Il nuovo disperso “uomo senza tempo” non è più il “gorilla ammaestrato di Taylor” ricordato da Gramsci in “Americanismo e Fordismo”, privato di umanità e spiritualità sull’altare della produttività, ma un individuo al quale, oltre al vivere la dissociazione tra prodotto e lavoro, si è aggiunta la sottrazione della sue relazioni sociali, anch’esse assurte a merce con preciso valore di mercato.
All’annullamento del “tempo di sé” (quindi non solo per sé) si è adoperata, con un’opera titanica, l’industria della vita parallela e della menzogna, in mano, manco a dirlo, alla finanza globale, sostenuta dal consumo spropositato dell’astensione dal reale, di cui la moderna multimedialità rappresenta il cardine; è così che social network, la stessa stampa mainstream e reti televisive più o meno a pagamento, videogiochi, scommesse, in associazione a ogni sorta di agente psicotico chimico a buon mercato, contribuiscono a sottrarre all’individuo quel poco di tempo residuale, impedendogli di prendere coscienza di un’ inaccettabile realtà caratterizzata dalla ubiqua disgregazione sociale. Il panem et circenses tecnologico.
La nuova violenza mediatica si nutre infatti di se stessa, autoproducendo i suoi ignari sodali in cerca di un’esistenza virtuale, avulsa dalla difficile e frustrante ricerca di relazioni umane, assuefacendoli alle più indicibili atrocità.

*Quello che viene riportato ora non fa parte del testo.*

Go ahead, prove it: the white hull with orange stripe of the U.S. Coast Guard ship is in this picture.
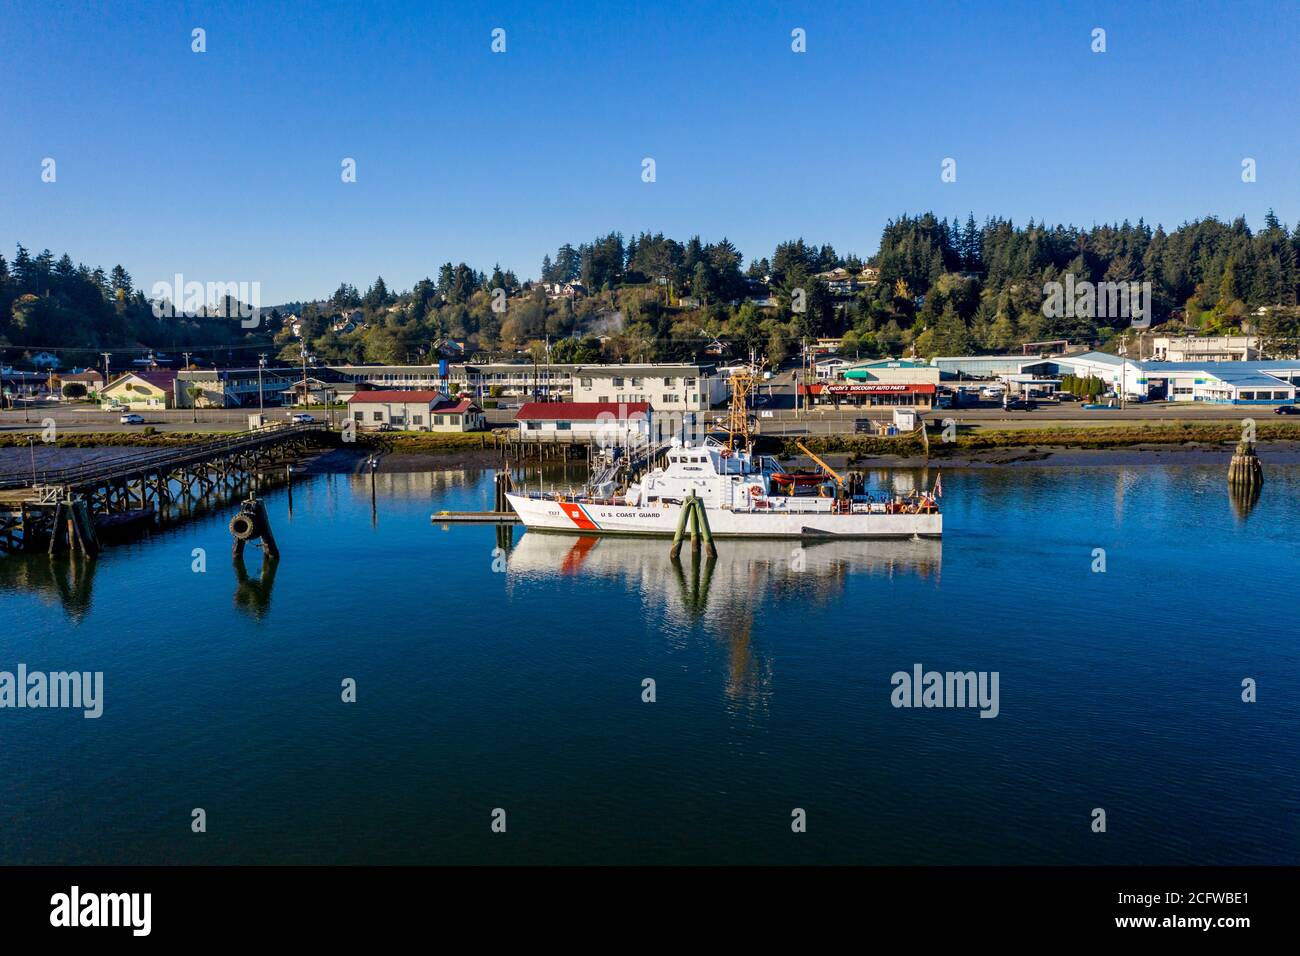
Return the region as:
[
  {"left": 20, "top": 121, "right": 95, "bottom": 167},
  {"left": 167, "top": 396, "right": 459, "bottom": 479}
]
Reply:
[{"left": 506, "top": 494, "right": 944, "bottom": 538}]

Oggi ci troviamo inevitabilmente a dover lottare politicamente per ricostruire i rapporti di classe sulla base di un rivisitato principio di esistenza “sociale”, il quale può essere determinato solo in un ambito confinato al perimetro nazionale, in quanto unica sede dei centri di produzione del diritto democraticamente e costituzionalmente fondati; dobbiamo impegnarci a ridefinire la scala di valori sulla base dei quali indicare quale siano i parametri del diritto ad un’esistenza degna di essere vissuta, al di là del mero dato materiale determinato dal circuito produzione-consumo, attraverso una redistribuzione che tenga conto non solo delle opzioni materiali della vita ma anche di quelle afferenti ai rapporti umani e familiari.
Ecco che quando si parla di piena occupazione si dovrebbe porre l’accento anche sulla sua qualità e sulla sua equa distribuzione sociale e territoriale, non solo in termini quantitativi e finanziari ma anche tale da garantire la serenità spirituale e relazionale dei consociati.
La politica è quindi a una svolta epocale, che la porta a non dover più solo scegliere il migliore dei mondi possibili, basati fin’ora sui vecchi rapporti materiali di classe, ma anche a dover riscrivere la legge in funzione di regole che tengano conto del diritto alla fruizione del tempo di vita, indispensabile alla coltivazione del rapporto con la propria spiritualità e con la comunità circostante.
Sullo sfondo dello scontro tra popoli e culture si scorge all’orizzonte la stanchezza e la nausea, da oriente a occidente, per modelli di produzione, distribuzione, consumo e accumulazione coercizzanti, violenti, defraudatori del tempo e della dignità umana, modelli basati sulla permanente delocalizzazione materiale e spirituale dell’essere umano sui quali la nuova politica non può che porsi interrogativi e generare ipotesi di inevitabile cambiamento; non a caso, là dove emerge la coscienza di un altro mondo possibile, le religioni, non imbrigliate dai processi politici condizionati dai rapporti di potere, guidano le rivoluzioni culturali perché intimamamente legate all’elementarietà dei bisogni umani, senza aver bisogno di spiegare se stesse.
La nuova classe dirigente che con perseveranza intendiamo costruire, conscia di questo nuovo ruolo, è in cammino; non sappiamo quanto sarà lungo ma niente e nessuno la potrà fermare.